Even in a game so focused on audio, the stylistic appeal is backed up superbly by the art design. The characters and settings are simply designed for maximum cuteness, but there’s a slight edginess and rebelliousness to the game. Not unlike the smiling, fun-loving monkeys that frequently pop up during the challenges, RHF has a mischievous quality to it, with lovably odd minigame concepts like interviewing a wrestler being and kicking away annoying soccer balls during a date. RHF is exceedingly charming and kept pulling us back with the desire to experience everything.

That fun and exciting uniqueness to each track is needed too, because the songs can get pretty tough as time goes on. And no matter how much you love the feel of the game, if you lack rhythm, you’ll have a tough time every so often. If you aren’t feeling the beat of something (like we did with the delightful Monkey Watch), no matter how adorable the art is, you’ll be frustrated. That’s where the relaxed tone of the game is helpful, though some of the “hardcore” out there might reject it.

If you fail at a song a few times, RHF gives you the choice to simply give up and move on. After failing at the aforementioned Monkey Watch, the option popped up in a sub menu to skip the track and move on to the next one. We were so stymied by this minigame that we took that option even though it made us feel a little dirty. When the same thing happened in Remix 3, a boss fight of sorts that cuts together the four previous songs, we were similarly stuck thanks to the Monkey Watch portion. Eventually we had to skip it as well, but we felt slightly less dirty the second time.

By the end we’d skipped over several more songs (that we eventually revisited at our own pace), and we'd stopped caring about how skipping them made us feel. Rhythm Heaven Fever isn’t out to punish you for not getting a song by denying you content. It wants you to experience as much as possible no matter what your natural musical abilities may be. Instead of withholding, it rewards players that are good with bonus items while letting everyone see all the songs if they want. It’s a clever compromise and one we easily accept.

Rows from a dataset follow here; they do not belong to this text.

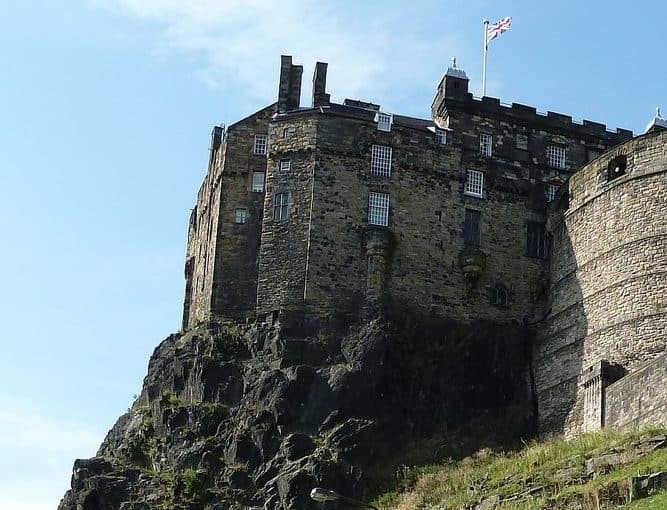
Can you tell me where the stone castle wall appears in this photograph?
[183,104,276,327]
[604,354,667,428]
[184,57,667,438]
[534,132,667,433]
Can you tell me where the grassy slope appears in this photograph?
[375,430,667,510]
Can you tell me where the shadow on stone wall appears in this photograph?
[530,197,588,435]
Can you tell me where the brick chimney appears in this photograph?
[278,55,303,113]
[313,62,331,107]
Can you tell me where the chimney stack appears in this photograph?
[278,55,303,113]
[313,62,331,107]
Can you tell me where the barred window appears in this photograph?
[280,159,292,172]
[463,170,484,198]
[526,221,546,259]
[251,172,264,193]
[254,135,269,155]
[371,145,391,177]
[368,191,389,227]
[234,209,248,224]
[378,112,394,131]
[479,133,493,157]
[273,192,289,221]
[547,145,565,168]
[463,209,482,246]
[546,182,559,202]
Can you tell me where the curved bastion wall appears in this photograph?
[534,131,667,434]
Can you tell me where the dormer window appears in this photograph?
[377,112,394,132]
[547,145,565,168]
[279,158,292,172]
[253,135,269,156]
[479,133,493,158]
[607,154,628,182]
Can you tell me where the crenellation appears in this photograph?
[184,56,667,433]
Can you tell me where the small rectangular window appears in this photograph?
[273,192,289,221]
[479,133,493,157]
[371,145,391,177]
[280,159,292,172]
[368,191,389,227]
[378,112,394,131]
[254,135,269,156]
[546,182,559,202]
[252,172,264,193]
[234,209,248,225]
[463,209,482,246]
[526,221,546,259]
[547,145,565,168]
[516,134,528,151]
[463,170,484,198]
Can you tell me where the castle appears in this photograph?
[183,56,667,433]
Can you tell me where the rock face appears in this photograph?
[59,315,532,510]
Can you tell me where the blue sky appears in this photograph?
[0,0,667,510]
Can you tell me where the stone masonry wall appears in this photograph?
[534,129,667,433]
[183,105,276,328]
[605,354,667,428]
[308,111,542,321]
[212,105,276,317]
[257,116,316,313]
[183,128,227,328]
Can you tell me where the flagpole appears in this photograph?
[482,19,489,97]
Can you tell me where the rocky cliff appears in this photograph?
[59,306,533,510]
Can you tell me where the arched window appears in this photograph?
[607,154,628,182]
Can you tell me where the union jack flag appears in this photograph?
[486,16,512,44]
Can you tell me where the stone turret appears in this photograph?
[431,58,469,119]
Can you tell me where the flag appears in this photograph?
[486,16,512,44]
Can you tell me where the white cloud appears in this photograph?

Perhaps due to its simple style Rhythm Heaven Fever is launching at a value price, but it’s bursting with addictive content you’ll want to experience over and over again. RHF is an experience you can either face like the hardcore gamer you dream of being or in a relaxed afternoon like a music lover not bothered by high scores. RHF finds a great middle ground between the Wii's family audience and the niche group Japanese oddities like Rhythm Heaven normally attracts. If you want some light fun to enjoy between “serious” games, don’t deny yourself one of the last Wii games worth your time.